The increase in radiation levels due to the uprate was the only significant change in the more than 1,300 measurements the department takes of air, water, milk, soil, vegetation, sediment and fish taken at the site boundary and in the six surrounding towns, according to the report.
“The state health department’s conclusions on radiation releases from the plant are consistent with the data we have seen,” said Neil Sheehan, spokesman for the NRC. “The federal limit for radiation exposure for a member of the public at a plant’s fence line is 25 millirems per year. That would mean someone standing at the fence line for the entire year. These limits are conservatively set and protective of public health and safety. The levels recorded by the state fall below these thresholds.”
Before the power uprate, only six dosimeters were used to measure radiation at the site boundary. Since then, 20 have been added. Another 45 are located throughout Vernon and Windham County, including the Vernon Elementary School and 10 other locations nearby. Thirty-four background dosimeters are located in the six Vermont towns in the emergency preparedness zone around Yankee.

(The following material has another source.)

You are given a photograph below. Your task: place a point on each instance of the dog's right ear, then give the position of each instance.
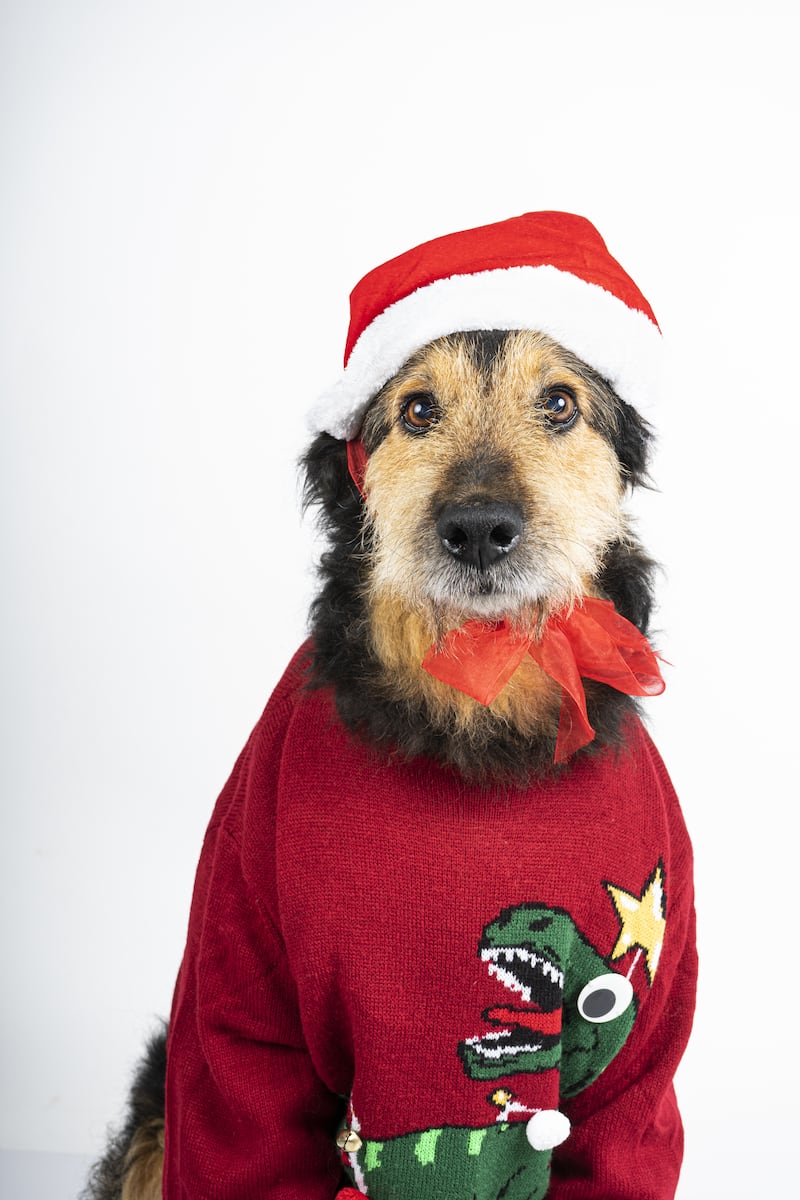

One detector at the plant had a reading of 47 millirems. The high reading is due to the fact the device is located on the river side of the plant and is placed relatively close to the reactor, said Irwin.
Vermont Yankee also has its own dosimeters and other equipment for measuring releases.
“We have worked closely with the state department of health and the national lab as they developed a scientifically valid means of determining the level of radiation present over the long term,” said Rob Williams, spokesman for Yankee. “The data clearly shows that our operations are within the state limits which are the most stringent limits set for any plant in the country.”